加納 Aマッソ

第83回「見つからなければいいな」

 ここ最近、立て続けに隠れている人を見た。

 はじめは、原宿警察署前の車道を挟んで向かいの植え込みだった。30代と思しき男性がしゃがみ込み、署の入り口を覗くために植え込みから顔を出したり引っ込めたりしている。私は植え込み側の歩道を歩いていたので、数メートル手前で彼を認識し、なんとなく歩く速度を緩めた。同じように他の通行人もちらちらと彼に視線を送りながら、心なしかゆっくりと歩いている。彼はしゃがんだ体勢のまま、左右に素早く動き、ベストポジションを探っているようだった。取材記者なのか、はたまた何かの事件に関与している人なのか判別はつかず、ただ「隠れている」という情報しか得られなかった。しかし、大人が「しゃがみ歩く」という動きをするのは、緊迫した状況であることが多い。自分が最後にしゃがみ歩いたのはいつかと思い返してみたが、やはり隠れている最中だった。7〜8年前、『逃走中』という番組のシミュレーションで、忍者村の中に放たれたハンターに見つからないように、長屋に沿って移動していた時だ。上体を起こし、しゃがみ歩きをダッシュに変えた途端、ハンターに捕まって絶叫した。

 次に見かけたのは、男女ペアだった。二人は六本木一丁目駅の出口を出たところで、案内板と壁の隙間に隠れていた。一瞬、別れを惜しむカップルの睦みであろうと思ったが、目つきを見た瞬間そうではないことがわかった。二人は背中を壁につけながら、案内板から顔を少し出して鋭い視線を道路に向けていた。

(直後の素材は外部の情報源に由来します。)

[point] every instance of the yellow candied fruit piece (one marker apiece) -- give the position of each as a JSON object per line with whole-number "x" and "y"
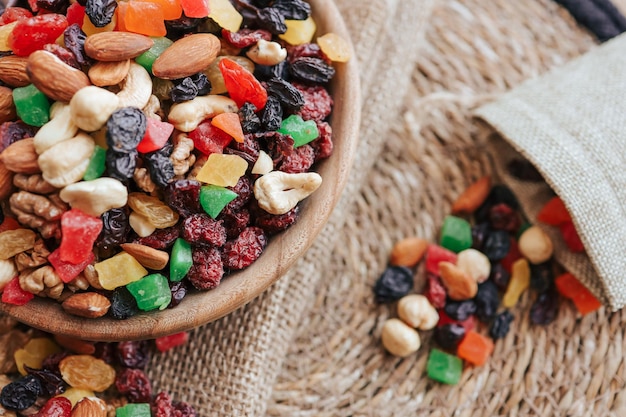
{"x": 119, "y": 270}
{"x": 225, "y": 15}
{"x": 299, "y": 31}
{"x": 76, "y": 394}
{"x": 34, "y": 352}
{"x": 335, "y": 47}
{"x": 520, "y": 281}
{"x": 5, "y": 31}
{"x": 222, "y": 170}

二人ともカジュアルスーツのような装いであったが、例のごとく私はそこから何も推察できず、ただ隠れていることを理解したのみだ。「物騒だ」と思うにも、今ひとつ要素が足りていなかった。

 しかしこの二つの場面に出くわして、気づいた。私はなぜかうっすら隠れている人たちに感情移入していたのだ。つまり、やんわりと「見つからなければいいな」と願っていた。隠れている側が遂行しようとしている任務が正義であるかはわからないのにもかかわらず、である。本当は、別の誰かに「ここに隠れていますよ!」と告げた方がいい可能性だってある。なのに、ただの通りすがりでしかない私は、「ちょっと顔出しすぎじゃないか?」などと、無意識的に隠れる人の立場になって考えていた。
 そう思うと、映画を観ている時も、「隠れてー!」より、「出てこいー!」と思っている回数は圧倒的に少ないかもしれない。逃げたり隠れたりする人の感情の方が理解できる。誰かを探したり追いかけたりするのは、いつも正義や権力や悪で、私ではない。この精神性は、私の他のあらゆる言動に深く根を下ろし、そのことがさらなる「逃げ」になっているのかもしれない。
 ネットニュースの見出しの多くは「〜〜の容疑で会社員の男を逮捕」という言い方になっている。省略は文字数制限によるが、「(警察が)会社員の男を逮捕(した)」ということなので、追う側が主語になっている。けれど記事の中身をみると、「〜の容疑で、会社員の男が逮捕されました」と、追われていた側が主語で書かれていることが多い。深い意味はないのかもしれないが、雪崩のように流れてくる文字列によって、読み手に少しずつ浸透していく感情はないか、注意しなければいけない。私は何を追うことから逃げているのか。考えたい。